Symbolic Execution Example: In this section, we describe how symbolic execution builds path formulas using the coverage-guided fuzzing example above.

We begin by replacing the result of user_input0() with A, and user_input1() with B, so that at the end of block-0 our symbolic execution may be tracking the following values:

graph-2.png

States:
  State-0:
    Location: After block-0
    Variables: {a = A, b = B}
    PathFormula = {}

Here we have the block, and attached to it we have the symbolic state as it exists at the conclusion of symbolic execution of the block. In our symbolic execution, our symbolic execution engine has returned A for user_input0(), and B for user_input0(). In a real program, if we read in bytes from a file called, input_file.txt, we might make each individual byte of that file its own separate symbolic value, perhaps naming them input_file.txt_0x1, input_file.txt_0x2, and so on.
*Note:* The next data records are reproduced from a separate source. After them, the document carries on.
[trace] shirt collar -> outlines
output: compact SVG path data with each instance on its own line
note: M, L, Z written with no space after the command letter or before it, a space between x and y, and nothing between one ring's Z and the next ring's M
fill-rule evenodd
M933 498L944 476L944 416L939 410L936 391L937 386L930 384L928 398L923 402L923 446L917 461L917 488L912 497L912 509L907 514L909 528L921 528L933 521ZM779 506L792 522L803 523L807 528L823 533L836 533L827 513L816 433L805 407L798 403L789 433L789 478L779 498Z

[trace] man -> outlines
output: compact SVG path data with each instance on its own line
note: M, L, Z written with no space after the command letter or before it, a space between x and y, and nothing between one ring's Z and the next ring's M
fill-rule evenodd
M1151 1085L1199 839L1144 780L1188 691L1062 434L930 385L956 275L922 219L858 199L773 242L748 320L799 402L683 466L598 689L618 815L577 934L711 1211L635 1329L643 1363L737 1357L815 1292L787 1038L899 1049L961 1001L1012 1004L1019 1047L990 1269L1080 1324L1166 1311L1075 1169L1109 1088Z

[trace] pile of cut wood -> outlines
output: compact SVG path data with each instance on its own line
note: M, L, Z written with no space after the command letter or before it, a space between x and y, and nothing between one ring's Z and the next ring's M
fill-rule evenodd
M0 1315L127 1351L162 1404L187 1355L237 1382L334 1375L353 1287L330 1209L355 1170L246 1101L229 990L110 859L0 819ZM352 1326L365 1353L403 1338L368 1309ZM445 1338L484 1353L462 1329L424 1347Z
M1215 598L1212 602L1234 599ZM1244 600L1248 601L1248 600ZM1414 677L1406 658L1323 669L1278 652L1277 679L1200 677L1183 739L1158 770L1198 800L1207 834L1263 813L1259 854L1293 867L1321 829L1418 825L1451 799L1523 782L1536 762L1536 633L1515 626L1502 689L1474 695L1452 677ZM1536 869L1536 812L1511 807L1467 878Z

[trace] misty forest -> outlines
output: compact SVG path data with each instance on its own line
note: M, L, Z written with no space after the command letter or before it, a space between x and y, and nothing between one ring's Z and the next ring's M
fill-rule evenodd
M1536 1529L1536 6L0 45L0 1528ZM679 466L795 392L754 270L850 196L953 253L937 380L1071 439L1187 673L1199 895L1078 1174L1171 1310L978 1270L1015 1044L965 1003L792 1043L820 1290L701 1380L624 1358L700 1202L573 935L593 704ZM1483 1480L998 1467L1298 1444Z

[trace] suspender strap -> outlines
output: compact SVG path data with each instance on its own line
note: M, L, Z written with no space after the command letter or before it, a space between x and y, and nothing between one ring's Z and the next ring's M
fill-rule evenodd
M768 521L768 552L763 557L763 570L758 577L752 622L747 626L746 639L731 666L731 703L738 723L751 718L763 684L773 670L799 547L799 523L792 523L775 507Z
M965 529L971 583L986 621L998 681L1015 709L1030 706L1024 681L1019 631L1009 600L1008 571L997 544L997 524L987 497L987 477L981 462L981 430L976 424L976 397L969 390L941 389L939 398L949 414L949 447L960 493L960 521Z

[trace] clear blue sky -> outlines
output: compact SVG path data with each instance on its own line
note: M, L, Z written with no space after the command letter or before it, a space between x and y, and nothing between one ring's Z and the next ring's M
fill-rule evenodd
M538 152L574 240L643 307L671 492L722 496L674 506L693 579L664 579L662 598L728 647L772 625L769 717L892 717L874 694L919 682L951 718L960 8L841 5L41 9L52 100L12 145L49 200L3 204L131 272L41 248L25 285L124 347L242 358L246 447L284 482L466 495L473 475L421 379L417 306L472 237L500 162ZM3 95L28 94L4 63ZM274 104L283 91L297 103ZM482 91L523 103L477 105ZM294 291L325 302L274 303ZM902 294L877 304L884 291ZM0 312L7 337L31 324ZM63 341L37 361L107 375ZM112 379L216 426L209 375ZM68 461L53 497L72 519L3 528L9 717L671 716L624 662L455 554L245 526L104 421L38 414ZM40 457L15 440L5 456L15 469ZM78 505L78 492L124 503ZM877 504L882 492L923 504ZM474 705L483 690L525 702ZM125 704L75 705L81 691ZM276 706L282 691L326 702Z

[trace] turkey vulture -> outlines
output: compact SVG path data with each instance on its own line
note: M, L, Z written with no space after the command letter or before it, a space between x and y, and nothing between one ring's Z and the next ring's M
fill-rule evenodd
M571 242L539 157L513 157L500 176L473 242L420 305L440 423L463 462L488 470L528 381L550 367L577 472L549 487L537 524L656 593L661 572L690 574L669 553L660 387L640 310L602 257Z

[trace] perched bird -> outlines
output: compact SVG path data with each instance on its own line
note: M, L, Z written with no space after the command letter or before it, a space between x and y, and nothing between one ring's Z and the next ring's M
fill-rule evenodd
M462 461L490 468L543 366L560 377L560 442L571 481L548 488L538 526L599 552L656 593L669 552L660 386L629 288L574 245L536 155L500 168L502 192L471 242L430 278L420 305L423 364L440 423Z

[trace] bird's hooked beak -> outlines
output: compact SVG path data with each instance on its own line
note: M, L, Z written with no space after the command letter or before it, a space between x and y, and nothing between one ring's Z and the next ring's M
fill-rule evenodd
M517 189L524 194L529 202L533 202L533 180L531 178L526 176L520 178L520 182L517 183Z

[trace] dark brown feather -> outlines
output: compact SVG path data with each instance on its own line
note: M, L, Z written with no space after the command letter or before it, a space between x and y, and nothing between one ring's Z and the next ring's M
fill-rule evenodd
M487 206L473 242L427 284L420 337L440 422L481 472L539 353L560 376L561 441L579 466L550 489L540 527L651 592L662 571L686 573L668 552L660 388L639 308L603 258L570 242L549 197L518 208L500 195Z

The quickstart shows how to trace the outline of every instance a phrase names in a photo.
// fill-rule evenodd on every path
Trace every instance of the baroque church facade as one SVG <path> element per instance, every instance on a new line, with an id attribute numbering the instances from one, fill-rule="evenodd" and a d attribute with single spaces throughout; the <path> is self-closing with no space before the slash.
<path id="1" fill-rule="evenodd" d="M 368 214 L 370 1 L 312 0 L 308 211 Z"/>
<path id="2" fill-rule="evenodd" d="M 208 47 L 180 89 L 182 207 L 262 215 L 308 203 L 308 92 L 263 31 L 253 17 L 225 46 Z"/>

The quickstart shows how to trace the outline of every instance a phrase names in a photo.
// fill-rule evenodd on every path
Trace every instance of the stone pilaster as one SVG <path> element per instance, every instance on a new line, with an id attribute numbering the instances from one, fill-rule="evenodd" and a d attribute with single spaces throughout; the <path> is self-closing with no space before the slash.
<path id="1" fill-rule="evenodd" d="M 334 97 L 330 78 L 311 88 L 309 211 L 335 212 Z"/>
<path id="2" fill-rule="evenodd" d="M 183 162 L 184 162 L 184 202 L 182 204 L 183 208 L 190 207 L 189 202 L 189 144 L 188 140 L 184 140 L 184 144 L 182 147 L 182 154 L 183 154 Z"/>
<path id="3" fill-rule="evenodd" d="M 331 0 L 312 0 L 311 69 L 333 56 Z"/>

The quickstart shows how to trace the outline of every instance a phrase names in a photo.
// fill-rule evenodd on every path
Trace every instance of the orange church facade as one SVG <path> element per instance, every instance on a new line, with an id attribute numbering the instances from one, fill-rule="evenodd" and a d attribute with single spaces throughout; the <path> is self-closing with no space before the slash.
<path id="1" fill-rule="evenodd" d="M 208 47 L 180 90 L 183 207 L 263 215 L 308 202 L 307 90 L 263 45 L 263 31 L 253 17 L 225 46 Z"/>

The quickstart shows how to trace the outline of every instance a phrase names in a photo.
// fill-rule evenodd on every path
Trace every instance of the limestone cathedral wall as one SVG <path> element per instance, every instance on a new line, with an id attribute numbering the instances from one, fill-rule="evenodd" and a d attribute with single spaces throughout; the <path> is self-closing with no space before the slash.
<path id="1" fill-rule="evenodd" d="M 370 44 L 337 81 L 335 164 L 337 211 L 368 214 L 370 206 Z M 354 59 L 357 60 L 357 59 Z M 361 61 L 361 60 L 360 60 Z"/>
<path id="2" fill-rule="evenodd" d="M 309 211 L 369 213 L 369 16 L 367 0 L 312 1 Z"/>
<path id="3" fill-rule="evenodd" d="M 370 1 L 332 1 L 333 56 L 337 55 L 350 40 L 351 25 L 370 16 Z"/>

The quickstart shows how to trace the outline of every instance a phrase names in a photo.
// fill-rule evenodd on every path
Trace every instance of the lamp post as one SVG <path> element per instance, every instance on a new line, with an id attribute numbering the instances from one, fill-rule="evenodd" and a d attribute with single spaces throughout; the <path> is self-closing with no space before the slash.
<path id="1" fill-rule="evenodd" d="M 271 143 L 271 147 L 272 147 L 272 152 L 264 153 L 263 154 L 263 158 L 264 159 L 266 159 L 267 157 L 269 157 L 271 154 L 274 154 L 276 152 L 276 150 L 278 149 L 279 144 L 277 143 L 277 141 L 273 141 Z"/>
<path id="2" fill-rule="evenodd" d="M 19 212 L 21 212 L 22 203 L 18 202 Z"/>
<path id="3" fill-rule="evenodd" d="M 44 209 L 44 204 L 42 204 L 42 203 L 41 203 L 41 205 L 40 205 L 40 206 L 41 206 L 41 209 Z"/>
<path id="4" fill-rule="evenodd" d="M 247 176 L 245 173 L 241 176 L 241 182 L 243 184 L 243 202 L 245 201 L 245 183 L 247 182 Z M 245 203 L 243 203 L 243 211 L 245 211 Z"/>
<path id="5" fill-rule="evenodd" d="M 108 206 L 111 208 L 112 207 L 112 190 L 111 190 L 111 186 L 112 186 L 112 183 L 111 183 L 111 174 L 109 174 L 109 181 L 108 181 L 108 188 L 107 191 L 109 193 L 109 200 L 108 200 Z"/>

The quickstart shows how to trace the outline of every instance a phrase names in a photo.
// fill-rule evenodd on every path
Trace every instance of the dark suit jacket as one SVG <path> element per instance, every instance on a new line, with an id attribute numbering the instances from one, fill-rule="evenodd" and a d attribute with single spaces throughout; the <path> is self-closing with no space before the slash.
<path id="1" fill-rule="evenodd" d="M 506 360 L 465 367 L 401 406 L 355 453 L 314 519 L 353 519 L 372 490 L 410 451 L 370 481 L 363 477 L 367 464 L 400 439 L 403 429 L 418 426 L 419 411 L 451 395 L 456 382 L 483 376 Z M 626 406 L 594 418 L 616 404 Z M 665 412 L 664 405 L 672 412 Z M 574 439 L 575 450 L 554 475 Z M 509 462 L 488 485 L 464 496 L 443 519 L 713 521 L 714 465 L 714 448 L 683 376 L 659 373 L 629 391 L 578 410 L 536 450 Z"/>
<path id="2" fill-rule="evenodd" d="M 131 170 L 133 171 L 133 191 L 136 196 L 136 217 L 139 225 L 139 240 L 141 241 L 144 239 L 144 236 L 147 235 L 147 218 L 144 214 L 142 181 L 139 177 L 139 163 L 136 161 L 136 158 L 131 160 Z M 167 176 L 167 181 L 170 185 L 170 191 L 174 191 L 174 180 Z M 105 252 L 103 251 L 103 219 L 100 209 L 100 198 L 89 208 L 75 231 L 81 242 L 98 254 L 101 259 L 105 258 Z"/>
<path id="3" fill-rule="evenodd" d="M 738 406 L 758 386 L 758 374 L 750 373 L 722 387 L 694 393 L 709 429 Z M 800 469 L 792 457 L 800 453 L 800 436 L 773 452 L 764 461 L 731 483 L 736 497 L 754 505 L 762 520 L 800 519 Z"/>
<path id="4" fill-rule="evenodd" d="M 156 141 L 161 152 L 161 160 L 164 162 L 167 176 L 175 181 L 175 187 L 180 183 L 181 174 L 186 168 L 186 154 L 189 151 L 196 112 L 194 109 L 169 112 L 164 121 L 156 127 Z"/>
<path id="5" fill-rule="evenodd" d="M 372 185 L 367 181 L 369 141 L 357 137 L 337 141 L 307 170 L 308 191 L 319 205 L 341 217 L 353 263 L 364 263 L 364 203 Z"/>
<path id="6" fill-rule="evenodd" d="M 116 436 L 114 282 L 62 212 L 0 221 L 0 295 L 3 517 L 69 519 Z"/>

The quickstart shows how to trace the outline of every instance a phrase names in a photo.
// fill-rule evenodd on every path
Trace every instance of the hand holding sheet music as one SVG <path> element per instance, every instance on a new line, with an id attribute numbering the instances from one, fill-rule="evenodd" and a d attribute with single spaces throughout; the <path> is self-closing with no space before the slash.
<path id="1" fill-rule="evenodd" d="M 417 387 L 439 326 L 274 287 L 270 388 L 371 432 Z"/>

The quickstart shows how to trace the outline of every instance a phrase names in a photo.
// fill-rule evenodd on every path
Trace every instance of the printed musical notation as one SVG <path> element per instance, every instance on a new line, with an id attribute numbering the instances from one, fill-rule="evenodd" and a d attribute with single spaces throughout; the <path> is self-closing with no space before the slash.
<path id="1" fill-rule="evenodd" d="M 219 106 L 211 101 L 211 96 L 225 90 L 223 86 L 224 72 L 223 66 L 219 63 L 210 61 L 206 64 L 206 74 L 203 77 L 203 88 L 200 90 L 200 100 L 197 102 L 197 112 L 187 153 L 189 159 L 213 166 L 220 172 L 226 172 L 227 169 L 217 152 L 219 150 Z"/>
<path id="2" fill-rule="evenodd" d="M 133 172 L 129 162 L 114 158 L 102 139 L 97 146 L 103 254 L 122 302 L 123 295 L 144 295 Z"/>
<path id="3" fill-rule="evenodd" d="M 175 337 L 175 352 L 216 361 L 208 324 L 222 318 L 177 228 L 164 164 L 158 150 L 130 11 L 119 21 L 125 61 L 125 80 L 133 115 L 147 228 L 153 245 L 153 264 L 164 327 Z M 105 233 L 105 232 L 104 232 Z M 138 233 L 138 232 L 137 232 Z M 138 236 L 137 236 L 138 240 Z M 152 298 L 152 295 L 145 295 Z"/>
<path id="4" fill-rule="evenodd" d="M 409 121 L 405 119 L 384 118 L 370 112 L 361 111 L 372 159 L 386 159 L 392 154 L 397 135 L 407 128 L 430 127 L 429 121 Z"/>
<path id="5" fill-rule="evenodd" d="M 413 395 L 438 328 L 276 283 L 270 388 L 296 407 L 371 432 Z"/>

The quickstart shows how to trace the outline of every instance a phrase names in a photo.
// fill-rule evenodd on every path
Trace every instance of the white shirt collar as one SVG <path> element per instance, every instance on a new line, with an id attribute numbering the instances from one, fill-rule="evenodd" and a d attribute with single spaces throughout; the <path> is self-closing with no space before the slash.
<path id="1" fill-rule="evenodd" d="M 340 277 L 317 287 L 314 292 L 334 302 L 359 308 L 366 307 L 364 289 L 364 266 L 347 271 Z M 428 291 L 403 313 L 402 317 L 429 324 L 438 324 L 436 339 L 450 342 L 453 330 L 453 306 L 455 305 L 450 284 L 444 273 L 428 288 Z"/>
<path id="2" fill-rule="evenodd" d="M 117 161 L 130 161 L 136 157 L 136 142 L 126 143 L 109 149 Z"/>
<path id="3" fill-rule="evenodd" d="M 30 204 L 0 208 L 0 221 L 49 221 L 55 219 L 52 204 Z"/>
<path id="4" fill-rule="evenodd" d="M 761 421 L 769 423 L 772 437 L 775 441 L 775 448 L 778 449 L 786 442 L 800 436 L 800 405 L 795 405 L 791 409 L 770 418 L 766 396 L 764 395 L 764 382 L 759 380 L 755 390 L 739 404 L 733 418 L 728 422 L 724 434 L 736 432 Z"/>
As we exit block-0, we encounter a conditional branch. One path is guarded by a < 10, and one path is guarded by a >= 10. We copy, or "Fork," our symbolic state, so that we have two identical copies, and add the conditions to our path formulas. We then execute the following blocks, block-1 and block-2.

graph-3.png

States:
  State-0:
    Location: After block-1
    Variables: {a = A, b = B, C = 30}
    PathFormula = {A < 10}
  State-1:
    Location: After block-2
    Variables: {a = A, b = B}
    PathFormula = {A >= 10}

Now that we know how to fork state and add path formula, we can fork state after block-2, and symbolically execute block-3 and block-4.

graph-4.png

States:
  State-0:
    Location: After block-1
    Variables: {a = A, b = B, C = 30}
    PathFormula = {A < 10}
  State-1:
    Location: After block-3
    Variables: {a = A, b = B, C = 0}
    PathFormula = {A >= 10 AND B != 0xdeadbeef}
  State-2:
    Location: After block-4
    Variables: {a = A, b = B, C = 100}
    PathFormula = {A >= 10 AND B == 0xdeadbeef}

And finally, we execute all symbolic states forward until the function ends.

graph-0.png

States:
  State-0:
    Location: After block-5
    Variables: {a = A, b = B, C = 30}
    PathFormula = {A < 10}
  State-1:
    Location: After block-5
    Variables: {a = A, b = B, C = 0}
    PathFormula = {A >= 10 AND B != 0xdeadbeef}
  State-2:
    Location: After block-5
    Variables: {a = A, b = B, C = 100}
    PathFormula = {A >= 10 AND B == 0xdeadbeef}

We are left with three states, with three different sets of path formulas:

  • A < 10
  • A >= 10 AND B != 0xdeadbeef
  • A >= 10 AND B == 0xdeadbeef

These 3 path formulas accurately and completely describe which values our inputs must have in order to traverse all of the paths in this program.

The formulas can then be solved to find particular values for variables that make the formula true. Mayhem uses an SMT (Satisfiability Modulo Theory) solver, which can reason about machine-level representations of numbers. Given a formula, the SMT can return either:

  • SAT with an example value for each variable. By construction of the formula, each value is an input to the program.
  • UNSAT saying there is no satisfying answer. For example, the formula A and NOT A is unsatisfiable.
  • Not terminate. SMT's are at least NP-hard, and may not terminate in the timeout provided.

In an example run, here are three example SAT solutions:

  • A < 10 -> {A = 5}
  • A >= 10 AND B != 0xdeadbeef -> {A = 20, B = 0}
  • A >= 10 AND B == 0xdeadbeef -> {A = 15, B = 0xdeadbeef}

In this example, symbolic execution was able to discover that B = 0xdeadbeef in fewer steps than random fuzzing.

Combining Fuzzing and Symbolic Execution

Mayhem combines best-of-breed coverage-guided fuzzing with an advanced symbolic executor to quickly discover inputs which test more code, and find bugs faster. Mayhem accomplishes this by sharing inputs between its fuzzer and symbolic executor.

The symbolic executor takes inputs from the fuzzer, follows the same path as described by the input up to a certain point, and then uses symbolic execution to fork and discover new inputs which traverse edges our fuzzer has a hard time reasoning about. Likewise, the fuzzer can take inputs from the symbolic executor, and quickly modify them to test the program and explore new blocks which are easy to reach.